Because really all horses are pro rides. Every single horse goes better for the pro. Even the crocked old lesson horse that will barely shuffle trot for a beginner will come awake and jump some credible 2 foot poles :slight_smile: for the young instructor who tunes him up.

​​​​Its true that a pro has depth of experience to bring to new situations. But the ammie has the advantage of being able to study one horse intensely and perhaps work out an idiosyncratic agreement with him.

The areas where pros are better than their respective ammie clients include: tact and timing, confidence in the use of aids, sticky seat, and confidence to go forward. Indeed forward is usually the big distinction between pro and ammie, in dressage as well as the jumping disciplines.
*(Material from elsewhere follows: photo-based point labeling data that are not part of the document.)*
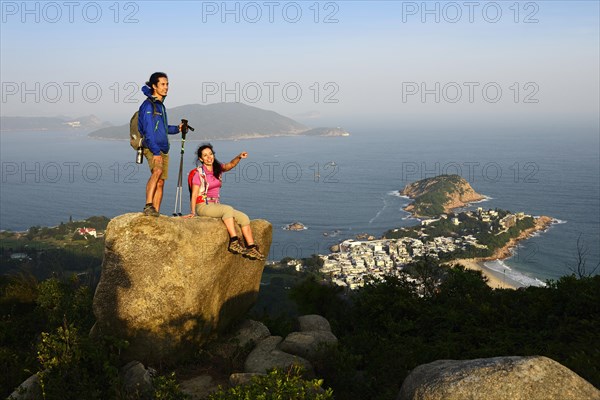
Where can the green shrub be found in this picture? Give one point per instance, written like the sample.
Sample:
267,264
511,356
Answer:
277,385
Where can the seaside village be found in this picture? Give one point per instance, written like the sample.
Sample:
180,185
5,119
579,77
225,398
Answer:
358,259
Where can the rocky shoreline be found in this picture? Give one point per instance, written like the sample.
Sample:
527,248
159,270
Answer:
541,224
458,194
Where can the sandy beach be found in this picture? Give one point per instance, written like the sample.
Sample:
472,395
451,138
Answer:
493,281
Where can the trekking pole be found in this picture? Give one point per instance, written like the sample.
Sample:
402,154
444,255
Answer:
179,194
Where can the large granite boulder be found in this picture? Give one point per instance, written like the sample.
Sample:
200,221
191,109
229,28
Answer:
499,378
169,284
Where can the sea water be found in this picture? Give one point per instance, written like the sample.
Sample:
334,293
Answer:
337,187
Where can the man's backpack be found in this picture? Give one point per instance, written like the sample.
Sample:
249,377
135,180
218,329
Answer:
136,139
135,136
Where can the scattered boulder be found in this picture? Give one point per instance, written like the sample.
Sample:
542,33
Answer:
137,380
308,344
313,322
266,356
199,387
242,378
30,389
499,378
247,334
169,284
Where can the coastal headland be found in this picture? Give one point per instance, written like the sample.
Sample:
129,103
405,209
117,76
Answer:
448,192
541,224
468,237
439,194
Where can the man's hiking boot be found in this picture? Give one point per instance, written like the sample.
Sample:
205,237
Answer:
236,247
253,253
150,211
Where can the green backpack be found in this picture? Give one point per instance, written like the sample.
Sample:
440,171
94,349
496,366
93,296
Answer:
136,139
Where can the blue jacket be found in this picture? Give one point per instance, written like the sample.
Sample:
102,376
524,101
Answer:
152,123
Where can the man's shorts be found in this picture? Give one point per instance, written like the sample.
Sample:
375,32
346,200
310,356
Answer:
165,165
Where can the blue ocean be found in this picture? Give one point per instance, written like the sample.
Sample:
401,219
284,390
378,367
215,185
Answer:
337,187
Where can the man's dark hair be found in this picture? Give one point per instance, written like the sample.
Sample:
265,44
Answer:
154,79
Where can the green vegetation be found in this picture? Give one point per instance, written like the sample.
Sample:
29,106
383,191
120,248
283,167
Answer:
388,328
44,330
434,193
385,330
58,251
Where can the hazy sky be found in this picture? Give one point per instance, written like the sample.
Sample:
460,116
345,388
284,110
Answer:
536,62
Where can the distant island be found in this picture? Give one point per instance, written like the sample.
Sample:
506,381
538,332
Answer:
467,238
21,124
439,194
229,121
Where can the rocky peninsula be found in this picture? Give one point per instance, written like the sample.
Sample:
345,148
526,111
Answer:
439,194
447,192
468,237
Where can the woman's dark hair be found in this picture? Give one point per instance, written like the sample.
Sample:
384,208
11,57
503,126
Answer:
217,167
154,79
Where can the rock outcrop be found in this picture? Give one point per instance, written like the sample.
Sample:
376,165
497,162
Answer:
499,378
169,284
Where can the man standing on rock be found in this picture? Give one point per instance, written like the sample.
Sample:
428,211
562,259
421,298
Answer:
152,123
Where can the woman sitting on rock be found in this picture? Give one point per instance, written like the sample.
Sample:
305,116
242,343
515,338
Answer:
205,183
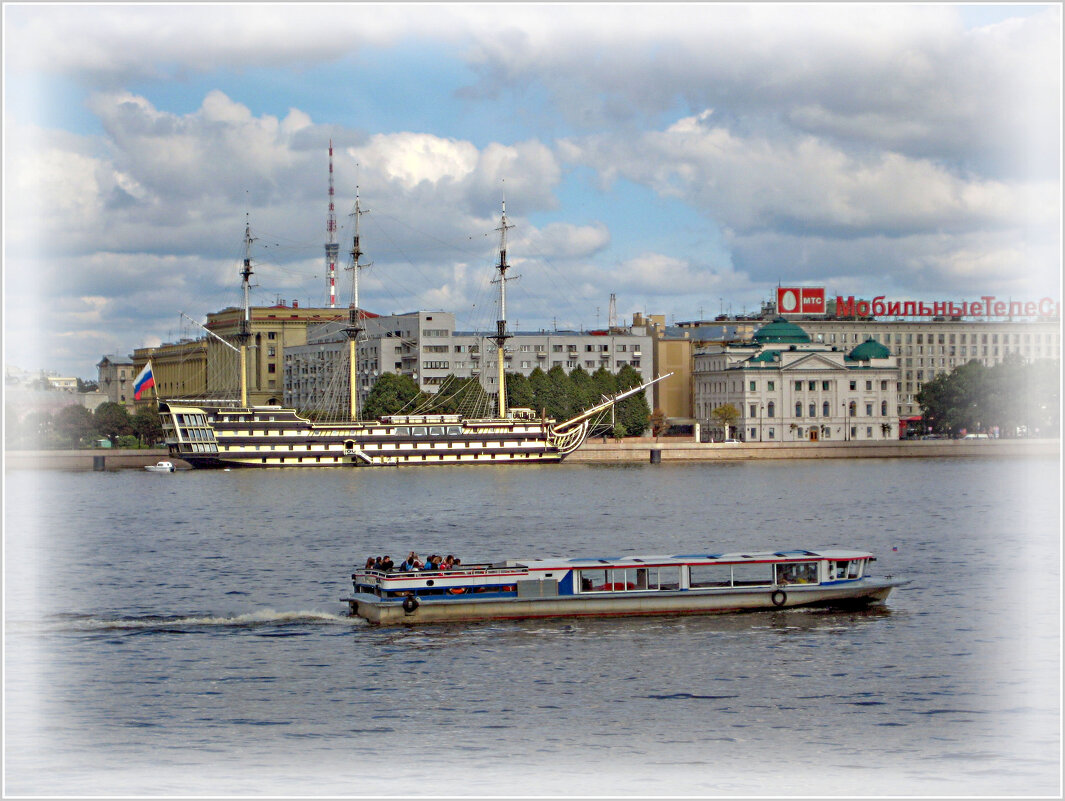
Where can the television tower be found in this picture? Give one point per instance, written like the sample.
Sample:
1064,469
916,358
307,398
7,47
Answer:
332,249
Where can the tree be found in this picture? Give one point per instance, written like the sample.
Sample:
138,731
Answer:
583,391
113,421
556,398
540,386
146,425
725,415
391,394
75,424
1011,396
519,391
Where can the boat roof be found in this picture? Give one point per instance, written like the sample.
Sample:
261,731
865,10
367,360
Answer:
708,557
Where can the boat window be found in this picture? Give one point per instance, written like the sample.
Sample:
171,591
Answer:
709,575
657,578
610,579
803,572
752,575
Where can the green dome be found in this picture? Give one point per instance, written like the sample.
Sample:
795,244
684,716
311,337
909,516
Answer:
781,331
869,349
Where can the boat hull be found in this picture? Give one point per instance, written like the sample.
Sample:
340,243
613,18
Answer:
268,437
684,602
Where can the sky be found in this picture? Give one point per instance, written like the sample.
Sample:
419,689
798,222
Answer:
686,159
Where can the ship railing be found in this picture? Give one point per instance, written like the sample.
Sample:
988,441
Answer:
452,573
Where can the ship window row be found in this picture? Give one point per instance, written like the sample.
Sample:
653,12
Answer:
194,435
426,430
700,576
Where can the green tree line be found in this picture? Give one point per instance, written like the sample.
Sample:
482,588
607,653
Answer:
76,426
555,393
1018,398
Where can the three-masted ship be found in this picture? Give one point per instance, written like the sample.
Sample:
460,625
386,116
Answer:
240,435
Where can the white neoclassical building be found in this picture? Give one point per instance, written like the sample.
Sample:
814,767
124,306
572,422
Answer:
787,388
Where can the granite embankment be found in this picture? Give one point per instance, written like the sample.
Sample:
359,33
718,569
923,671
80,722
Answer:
628,451
643,450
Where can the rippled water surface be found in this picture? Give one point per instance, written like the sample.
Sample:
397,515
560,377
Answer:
182,634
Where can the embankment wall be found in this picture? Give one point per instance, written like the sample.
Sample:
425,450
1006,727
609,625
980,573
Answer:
628,451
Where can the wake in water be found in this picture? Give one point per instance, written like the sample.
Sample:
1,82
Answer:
262,618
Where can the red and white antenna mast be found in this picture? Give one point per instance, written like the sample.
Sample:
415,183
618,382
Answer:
332,249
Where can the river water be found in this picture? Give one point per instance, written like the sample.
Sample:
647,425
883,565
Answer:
181,634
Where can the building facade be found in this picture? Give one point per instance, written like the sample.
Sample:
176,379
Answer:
425,346
787,388
115,378
927,348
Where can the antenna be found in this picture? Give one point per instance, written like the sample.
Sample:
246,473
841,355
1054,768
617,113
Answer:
353,329
332,249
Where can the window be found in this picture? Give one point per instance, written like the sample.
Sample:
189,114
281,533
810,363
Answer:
709,575
752,575
804,572
620,579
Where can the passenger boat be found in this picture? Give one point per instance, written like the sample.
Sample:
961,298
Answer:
685,584
235,435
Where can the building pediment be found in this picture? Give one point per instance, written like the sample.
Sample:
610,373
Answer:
813,361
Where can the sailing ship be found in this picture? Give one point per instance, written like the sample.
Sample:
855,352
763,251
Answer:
239,435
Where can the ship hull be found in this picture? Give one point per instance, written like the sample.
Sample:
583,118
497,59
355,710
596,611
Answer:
216,437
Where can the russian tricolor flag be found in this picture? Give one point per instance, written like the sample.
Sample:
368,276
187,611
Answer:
143,381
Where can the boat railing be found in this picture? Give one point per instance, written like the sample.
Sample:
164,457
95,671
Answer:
461,571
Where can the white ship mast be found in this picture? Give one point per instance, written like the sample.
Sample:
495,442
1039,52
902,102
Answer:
354,314
501,325
244,333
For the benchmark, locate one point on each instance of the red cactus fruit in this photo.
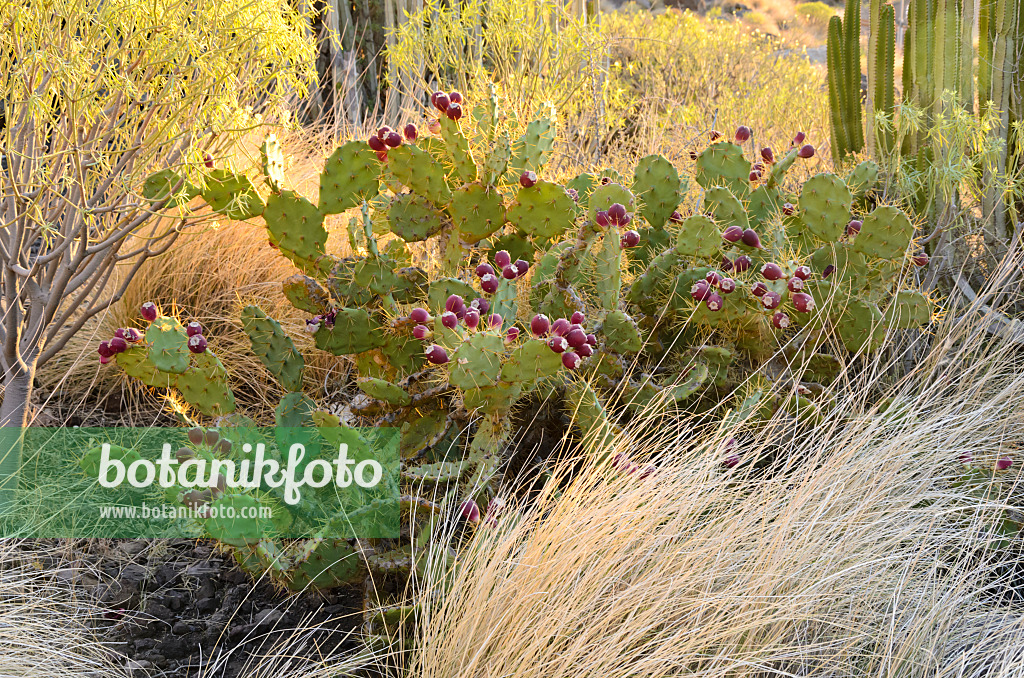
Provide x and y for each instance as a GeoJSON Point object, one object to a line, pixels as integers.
{"type": "Point", "coordinates": [803, 302]}
{"type": "Point", "coordinates": [751, 239]}
{"type": "Point", "coordinates": [197, 343]}
{"type": "Point", "coordinates": [771, 271]}
{"type": "Point", "coordinates": [436, 354]}
{"type": "Point", "coordinates": [732, 234]}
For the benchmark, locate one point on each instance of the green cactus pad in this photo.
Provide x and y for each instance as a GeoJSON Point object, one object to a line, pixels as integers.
{"type": "Point", "coordinates": [350, 175]}
{"type": "Point", "coordinates": [296, 226]}
{"type": "Point", "coordinates": [168, 345]}
{"type": "Point", "coordinates": [273, 162]}
{"type": "Point", "coordinates": [825, 202]}
{"type": "Point", "coordinates": [353, 332]}
{"type": "Point", "coordinates": [273, 348]}
{"type": "Point", "coordinates": [231, 195]}
{"type": "Point", "coordinates": [908, 309]}
{"type": "Point", "coordinates": [621, 334]}
{"type": "Point", "coordinates": [723, 164]}
{"type": "Point", "coordinates": [530, 363]}
{"type": "Point", "coordinates": [168, 185]}
{"type": "Point", "coordinates": [726, 208]}
{"type": "Point", "coordinates": [204, 385]}
{"type": "Point", "coordinates": [458, 147]}
{"type": "Point", "coordinates": [698, 237]}
{"type": "Point", "coordinates": [886, 234]}
{"type": "Point", "coordinates": [544, 210]}
{"type": "Point", "coordinates": [414, 218]}
{"type": "Point", "coordinates": [477, 212]}
{"type": "Point", "coordinates": [384, 390]}
{"type": "Point", "coordinates": [306, 294]}
{"type": "Point", "coordinates": [656, 184]}
{"type": "Point", "coordinates": [477, 362]}
{"type": "Point", "coordinates": [416, 168]}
I say “pro and their respective ammie clients” because the young instructor on the crocked lesson horse doesn’t ride as well as ammies in the big jumps. But she rides way better than the beginner lesson kids. Just as when the high level ammies go to a George Morris clinic :slight_smile:

So the ammie/pro distinction as it relates to the rider is relative.

Actually if a pro can get on a horse and have a great ride, I take that as a good sign. It means the horse has no serious problems. He just needs to be better ridden.

Now like I said that is easier said than done.